After writer and director Ari Aster’s debut feature Hereditary back in 2017, those who left the auditorium satisfied – like me for instance, albeit with reservations – quickly got to wondering what the filmmaker would do next. As it would turn out, Aster has since returned to the horror genre with Midsommar.
Well…it’s a horror film on paper, and Aster seems at least convinced that that’s where the film sits, but after a lot of consideration I think it’s a somewhat different beast.
Where Hereditary leant into the drama and trauma of a grieving, dysfunctional family to get its conflict and tensions, Midsommar plays out against the ending of a romantic relationship between American couple Christian and Dani, played respectively by Jack Reynor, and Florence Pugh in yet another stellar performance.
Dani is in mourning after a harrowing bereavement, and Christian – more out of obligation than affection – invites his girlfriend along to what was planned as a trip to Europe with his friends, hoping the change of scenery will get her out of her blues. Dani acquiesces and the group travel to Sweden, to stay with and study the Hårga, a secluded and secretive community to which one of the group belongs, just as the celebrations for Midsommar begin.
Suffice it to say, not all of these celebrations are a lot of fun for their participants.
If one were trying to label this film based on that description alone, they would be very likely to consider it a folk horror. As such, there are certainly a few shades of Robin Hardy’s classic The Wicker Man to be found here – as with every other horror film set around a Pagan commune since that film was released – but Ari Aster’s sophomore effort does more than enough to stand out on its own as a new touchstone for the genre.

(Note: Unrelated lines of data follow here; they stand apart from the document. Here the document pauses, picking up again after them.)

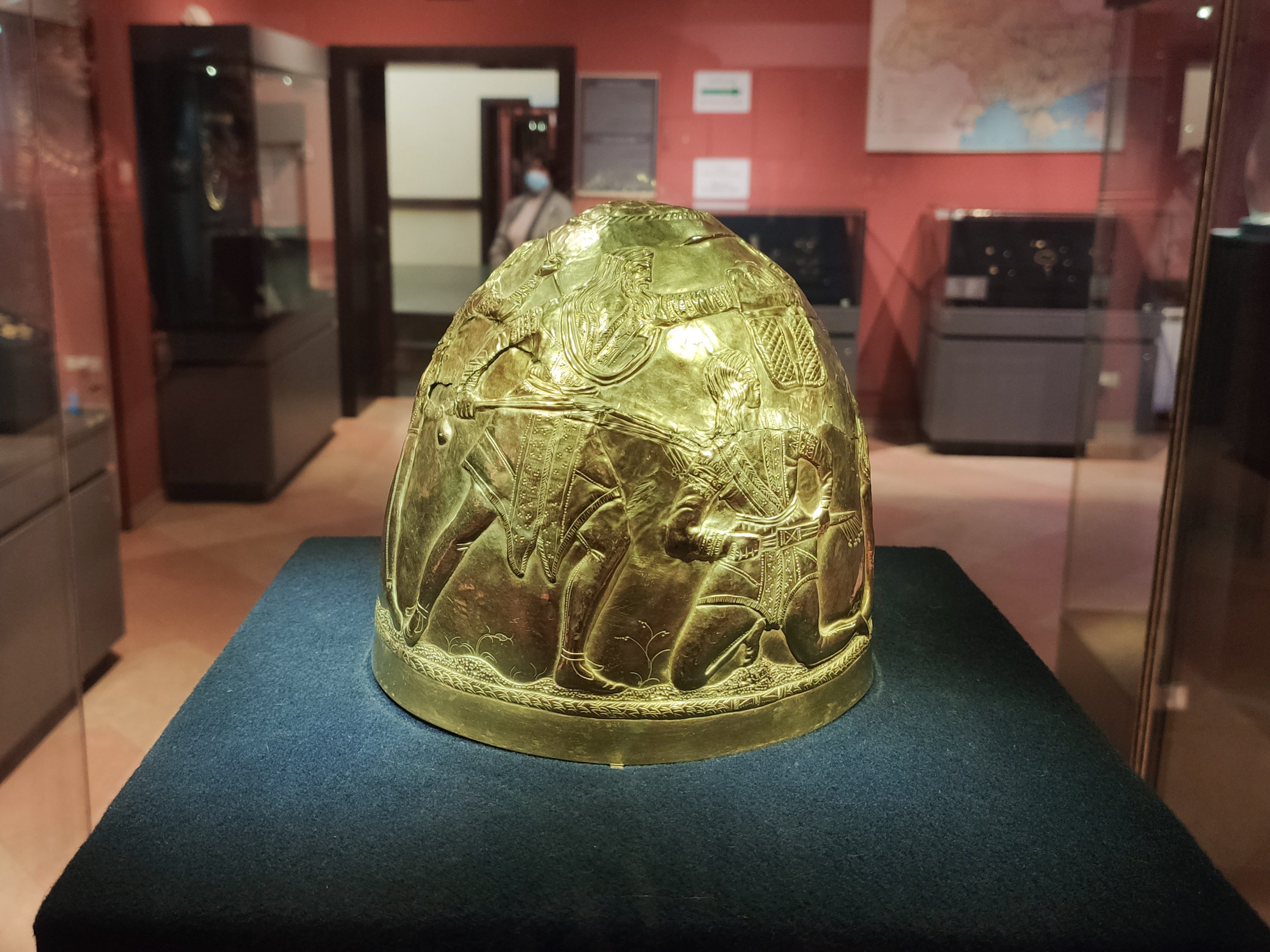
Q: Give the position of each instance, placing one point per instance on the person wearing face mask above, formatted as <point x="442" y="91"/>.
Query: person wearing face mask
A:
<point x="530" y="215"/>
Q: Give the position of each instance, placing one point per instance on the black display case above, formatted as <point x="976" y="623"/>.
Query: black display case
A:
<point x="825" y="253"/>
<point x="1016" y="330"/>
<point x="234" y="149"/>
<point x="999" y="259"/>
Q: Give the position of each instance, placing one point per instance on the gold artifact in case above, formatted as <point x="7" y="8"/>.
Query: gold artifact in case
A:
<point x="632" y="522"/>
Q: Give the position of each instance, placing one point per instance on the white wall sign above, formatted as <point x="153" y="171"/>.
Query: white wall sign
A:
<point x="721" y="92"/>
<point x="721" y="179"/>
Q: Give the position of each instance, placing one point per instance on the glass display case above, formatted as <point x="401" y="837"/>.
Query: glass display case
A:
<point x="60" y="591"/>
<point x="1164" y="636"/>
<point x="1008" y="338"/>
<point x="1150" y="187"/>
<point x="1204" y="724"/>
<point x="234" y="150"/>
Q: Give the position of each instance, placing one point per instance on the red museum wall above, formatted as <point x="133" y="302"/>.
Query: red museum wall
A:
<point x="806" y="136"/>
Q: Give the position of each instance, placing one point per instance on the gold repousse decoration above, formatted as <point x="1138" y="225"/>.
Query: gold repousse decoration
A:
<point x="632" y="522"/>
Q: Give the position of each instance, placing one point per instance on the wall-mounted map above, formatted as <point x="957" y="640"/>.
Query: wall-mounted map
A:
<point x="988" y="75"/>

A lot of this comes down to the decision to mostly stray away from the shadows, and cast the film’s most horrific moments in broad daylight, once Midsommar moves on from its dark, doom-laden prologue. It’s a creative choice which sets the film apart from the majority of modern horror, including Aster’s own debut, and makes for some beautifully shot sequences which are utterly unforgettable – in the most unpleasant way.
The Hårga are no one-dimensional creepy cultists either; Aster devotes a lot of the film’s running time to establishing how things work in their little piece of Nordic paradise, and his writing allows us to see the people behind the unspeakable acts of violence. There’s a real feeling that the cult was intended to be viewed with a great amount of respect for their beliefs and practices (the Americans are there intending to study them after all), that even when events veer into the realm of the absurd, there’s never a sense of the film’s focus being lost for the sake of gory slapstick.
Slapstick being the operative word, because for a large amount of the running time one could almost be forgiven for thinking this is more of a break-up comedy at times than a straight-up horror. In fact, Ari Aster has gone on record to say that this film was made in the wake of a difficult break-up, hence making the film’s central conflict that of a relationship on the wane.
In a weird twist, the feeling I had from the film more than anything, and this was definitely a consequence of the aforementioned breakup drama, was catharsis. Florence Pugh’s stellar turn as the victim of immense trauma, forced to come to terms with her situation as everything else around her descends into chaos, is a performance for the ages. She’s been absolutely incredible in everything she’s done so far in her career, and Midsommar feels like the jewel in the crown for Pugh. Against her, Jack Reynor has a bit of a thankless task playing the unsympathetic boyfriend; it’s essentially the antagonist role of the film, and that’s with the sinister Pagan cult in the mix too. He plays that support role well though, and as his character Christian sinks to lower and lower depths, so does Dani ascend.
Just as Jordan Peele did with his brilliant sophomore effort Us earlier this year, Ari Aster has overcome the danger of the difficult second movie, and may have even surpassed what I thought wouldn’t be beaten for me this year.
Where Hereditary had proclaimed Aster as a name to remember as a feature writer and director, Midsommar is a challenge to horror filmmakers to meet the bar he just raised. It’s a beautiful, bleak, at one point unbearable experience, but the film left me feeling uplifted and easily one of, if not the best film of the year so far.